In another global assessment published in 2019, IPBES emphasized the need for new scenarios that provide diverse multicultural options to engage society in lifestyle changes and actions to reverse the decline in biodiversity and move toward harmony between humans and nature by 2050.

“So IPBES set up an expert group to establish a new Global Scenarios Framework that would be nature-centric, and would be positive in terms of providing direction for futures we want, while recognizing the existence of different worldviews, knowledge systems and ways of valuing nature,” Pereira said.

The eventual outcome was the Nature Futures Framework (NFF), “a flexible tool to support the development of scenarios and models of desirable futures for people, nature and Mother Earth”, according to IPBES’s definition. 

Three ways of valuing nature are arranged in a triangle. In the “nature as nature” perspective, people view nature as having intrinsic value, focusing on the diversity of species, habitats, ecosystems and processes that form the natural world, and on nature’s ability to function autonomously. 

“Nature as culture” emphasizes oneness with nature, where relational values in societies, cultures, traditions and faiths are intertwined with nature in shaping diverse biocultural landscapes. Lastly, “nature for society” highlights the utilitarian benefits and instrumental values that nature provides to people and societies. 

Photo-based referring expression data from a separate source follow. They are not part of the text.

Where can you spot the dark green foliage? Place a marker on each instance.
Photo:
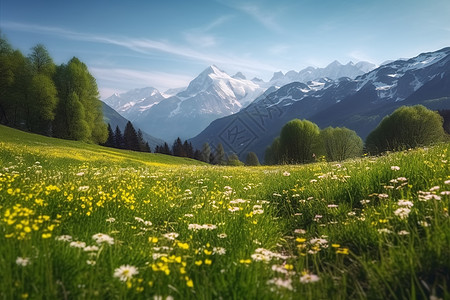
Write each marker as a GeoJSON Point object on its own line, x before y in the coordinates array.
{"type": "Point", "coordinates": [407, 127]}
{"type": "Point", "coordinates": [273, 153]}
{"type": "Point", "coordinates": [299, 141]}
{"type": "Point", "coordinates": [177, 148]}
{"type": "Point", "coordinates": [75, 78]}
{"type": "Point", "coordinates": [143, 145]}
{"type": "Point", "coordinates": [205, 153]}
{"type": "Point", "coordinates": [252, 159]}
{"type": "Point", "coordinates": [445, 114]}
{"type": "Point", "coordinates": [188, 149]}
{"type": "Point", "coordinates": [41, 61]}
{"type": "Point", "coordinates": [118, 139]}
{"type": "Point", "coordinates": [341, 143]}
{"type": "Point", "coordinates": [233, 160]}
{"type": "Point", "coordinates": [110, 141]}
{"type": "Point", "coordinates": [166, 149]}
{"type": "Point", "coordinates": [61, 101]}
{"type": "Point", "coordinates": [219, 156]}
{"type": "Point", "coordinates": [130, 138]}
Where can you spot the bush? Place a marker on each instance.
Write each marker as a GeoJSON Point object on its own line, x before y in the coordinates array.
{"type": "Point", "coordinates": [341, 143]}
{"type": "Point", "coordinates": [299, 140]}
{"type": "Point", "coordinates": [407, 127]}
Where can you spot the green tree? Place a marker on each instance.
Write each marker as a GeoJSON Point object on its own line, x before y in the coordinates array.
{"type": "Point", "coordinates": [219, 155]}
{"type": "Point", "coordinates": [110, 140]}
{"type": "Point", "coordinates": [341, 143]}
{"type": "Point", "coordinates": [143, 145]}
{"type": "Point", "coordinates": [42, 105]}
{"type": "Point", "coordinates": [205, 153]}
{"type": "Point", "coordinates": [15, 78]}
{"type": "Point", "coordinates": [252, 159]}
{"type": "Point", "coordinates": [41, 61]}
{"type": "Point", "coordinates": [233, 160]}
{"type": "Point", "coordinates": [299, 140]}
{"type": "Point", "coordinates": [407, 127]}
{"type": "Point", "coordinates": [118, 139]}
{"type": "Point", "coordinates": [178, 149]}
{"type": "Point", "coordinates": [130, 138]}
{"type": "Point", "coordinates": [78, 129]}
{"type": "Point", "coordinates": [272, 156]}
{"type": "Point", "coordinates": [75, 78]}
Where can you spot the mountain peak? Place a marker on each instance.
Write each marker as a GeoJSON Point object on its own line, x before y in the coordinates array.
{"type": "Point", "coordinates": [212, 69]}
{"type": "Point", "coordinates": [277, 75]}
{"type": "Point", "coordinates": [239, 75]}
{"type": "Point", "coordinates": [334, 64]}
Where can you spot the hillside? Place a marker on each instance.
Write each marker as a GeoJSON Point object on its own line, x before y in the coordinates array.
{"type": "Point", "coordinates": [14, 141]}
{"type": "Point", "coordinates": [85, 222]}
{"type": "Point", "coordinates": [358, 104]}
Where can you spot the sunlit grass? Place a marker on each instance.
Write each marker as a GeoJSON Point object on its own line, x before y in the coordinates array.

Circles associated with each perspective blend together where they intersect, indicating that they are not mutually exclusive and that human-nature relationships may be perceived in many different ways, according to people's knowledge systems and worldviews.

Pereira recalled the timeline for development of the NFF, “which was refined in meetings and workshops held in different countries and online dialogues during the pandemic”. She displayed pictorial representations created by artists belonging to cultural traditions in Asia, Africa and the Americas, stressing that the initiative is characterized by a multicultural vision, inclusion of Indigenous cultures, and valorization of local knowledge. The NFF will be translated into scenarios in the next two years.

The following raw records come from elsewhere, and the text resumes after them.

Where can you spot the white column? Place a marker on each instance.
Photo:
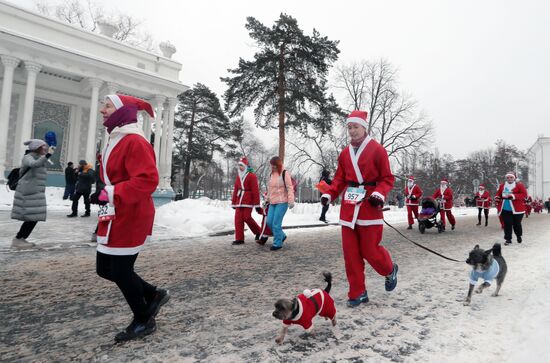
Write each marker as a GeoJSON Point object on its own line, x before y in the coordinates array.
{"type": "Point", "coordinates": [10, 63]}
{"type": "Point", "coordinates": [158, 100]}
{"type": "Point", "coordinates": [147, 126]}
{"type": "Point", "coordinates": [172, 101]}
{"type": "Point", "coordinates": [164, 140]}
{"type": "Point", "coordinates": [95, 84]}
{"type": "Point", "coordinates": [25, 128]}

Pereira described several possible global and local applications of the NFF. Before opening for questions and answers, she noted an emblematic quotation from The Economist (2011): “Humans have changed the way the world works. Now they have to change the way they think about it too.”

The event was attended by Marcio de Castro, FAPESP’s Scientific Director, and was chaired by Carlos Alfredo Joly, Professor Emeritus at the State University of Campinas (UNICAMP) and a former member of the steering committee for the FAPESP Research Program on Biodiversity Characterization, Conservation, Restoration and Sustainable Use (BIOTA-FAPESP).

A recording of the Seventh 2023 FAPESP 2023 Lecture, “Why we need transformative scenarios for people and nature: operationalizing the Nature Futures Framework” can be watched at: www.youtube.com/watch?v=T8CUrZTpp9U.